Seriously, though, sounds like we’re right on track for the big 2020 Rubio vs. Booker showdown.
“I am not announcing the end of anything. I am announcing the beginning of a two-year mission to pass new gun safety laws, protect children from toxic chemicals and create more opportunities for working families in New Jersey,” Lautenberg told the Star-Ledger. “While I may not be seeking re-election, there is plenty of work to do before the end of this term and I’m going to keep fighting as hard asever for the people of New Jersey in the U.S. Senate.”…
At home, he has tangled with Gov. Chris Christie on a number of issues, criticizing the Republican governor for slashing funds for the poor, nixing a new rail tunnel linking New Jersey and New York and merging Rutgers-Camden with Rowan University. And he has been critical of Democrats who have formed their own cozy relationships with Christie, accusing them of weakening the party.
Everything’s coming up Christie these days, huh? Not only is one of his chief Democratic enemies retiring, his most formidable potential challenger for governor, Booker, now is free and clear to pursue a different office. (Who knows? Maybe the big 2020 showdown will be the long-awaited Christie vs. Booker superfight after all.) Last month, when the buzz about Lautenberg retiring first started humming, I thought a primary between him and Booker would be intriguing as a test of state name recognition versus budding national rock star. I was wrong: Per a Quinnipiac poll taken three weeks ago, Booker led Lautenberg by 20 points. Evidently he’s done enough Sunday shows and received enough good press for his acts of heroism to neutralize the incumbent’s recognition edge; meanwhile, 71 percent of Jersey voters said Lautenberg’s age makes Senate work too difficult. If you’re 89, facing an uphill battle for reelection, and disinclined to end a long career with a humiliating loss, retirement is the graceful way out.
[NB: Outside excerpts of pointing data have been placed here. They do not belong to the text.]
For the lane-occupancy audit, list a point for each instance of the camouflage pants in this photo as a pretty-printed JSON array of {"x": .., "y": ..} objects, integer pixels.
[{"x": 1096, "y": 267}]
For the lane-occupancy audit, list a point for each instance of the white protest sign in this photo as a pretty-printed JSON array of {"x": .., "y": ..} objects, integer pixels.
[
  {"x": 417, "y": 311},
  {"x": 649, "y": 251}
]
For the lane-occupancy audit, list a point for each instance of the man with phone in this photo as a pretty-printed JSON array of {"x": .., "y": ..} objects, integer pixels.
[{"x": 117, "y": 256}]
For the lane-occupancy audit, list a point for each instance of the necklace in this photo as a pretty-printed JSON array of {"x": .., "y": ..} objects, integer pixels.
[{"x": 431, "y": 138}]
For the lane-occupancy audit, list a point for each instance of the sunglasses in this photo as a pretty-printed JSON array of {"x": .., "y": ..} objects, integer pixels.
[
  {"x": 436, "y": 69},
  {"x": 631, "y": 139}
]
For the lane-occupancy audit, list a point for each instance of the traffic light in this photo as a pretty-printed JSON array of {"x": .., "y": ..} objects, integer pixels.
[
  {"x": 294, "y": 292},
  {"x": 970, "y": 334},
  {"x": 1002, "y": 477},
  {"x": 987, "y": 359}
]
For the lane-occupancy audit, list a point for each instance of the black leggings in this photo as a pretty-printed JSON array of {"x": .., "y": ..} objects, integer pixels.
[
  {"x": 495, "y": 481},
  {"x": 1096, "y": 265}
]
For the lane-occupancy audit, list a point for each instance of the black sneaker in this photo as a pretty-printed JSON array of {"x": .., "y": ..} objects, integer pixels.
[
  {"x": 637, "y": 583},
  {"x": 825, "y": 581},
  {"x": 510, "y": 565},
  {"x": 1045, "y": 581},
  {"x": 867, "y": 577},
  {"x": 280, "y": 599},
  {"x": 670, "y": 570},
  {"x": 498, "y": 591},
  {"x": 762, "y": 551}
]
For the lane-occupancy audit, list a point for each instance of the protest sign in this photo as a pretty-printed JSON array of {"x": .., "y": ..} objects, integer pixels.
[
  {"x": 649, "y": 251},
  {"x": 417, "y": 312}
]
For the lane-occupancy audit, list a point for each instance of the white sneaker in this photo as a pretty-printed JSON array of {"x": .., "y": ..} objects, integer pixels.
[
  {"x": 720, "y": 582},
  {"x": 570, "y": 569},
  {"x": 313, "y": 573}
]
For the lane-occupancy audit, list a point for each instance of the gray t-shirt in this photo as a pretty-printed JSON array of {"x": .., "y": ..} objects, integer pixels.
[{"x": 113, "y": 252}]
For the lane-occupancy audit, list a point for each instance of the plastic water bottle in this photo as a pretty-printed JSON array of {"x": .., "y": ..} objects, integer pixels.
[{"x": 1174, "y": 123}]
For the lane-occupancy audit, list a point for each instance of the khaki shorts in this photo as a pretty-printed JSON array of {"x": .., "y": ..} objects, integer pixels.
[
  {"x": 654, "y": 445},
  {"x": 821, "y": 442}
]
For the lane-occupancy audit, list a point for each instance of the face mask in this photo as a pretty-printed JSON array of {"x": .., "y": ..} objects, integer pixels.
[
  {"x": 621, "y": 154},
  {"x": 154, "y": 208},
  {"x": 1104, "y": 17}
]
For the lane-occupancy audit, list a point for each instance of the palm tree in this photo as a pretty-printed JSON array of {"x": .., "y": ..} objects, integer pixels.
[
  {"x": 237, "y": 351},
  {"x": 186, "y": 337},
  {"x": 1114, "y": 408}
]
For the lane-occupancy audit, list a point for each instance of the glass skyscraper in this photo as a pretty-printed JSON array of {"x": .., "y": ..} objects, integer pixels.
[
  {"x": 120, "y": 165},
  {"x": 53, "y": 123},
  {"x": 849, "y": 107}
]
Booker’s still looking at a primary fight from Rep. Frank Pallone, but given his national potential I assume the party will be firmly behind him. Their bench is thin on young stars; they need him in Washington, frankly. Oh, and as for Geraldo, 48 percent of Jersey Republicans say they’re unlikely to vote for him versus 44 percent who say the opposite. Among the wider electorate, 51 percent say they won’t consider voting for him at all. Alas, my friends, I fear the next New Jersey Senate vote for amnesty will be cast by a Democrat.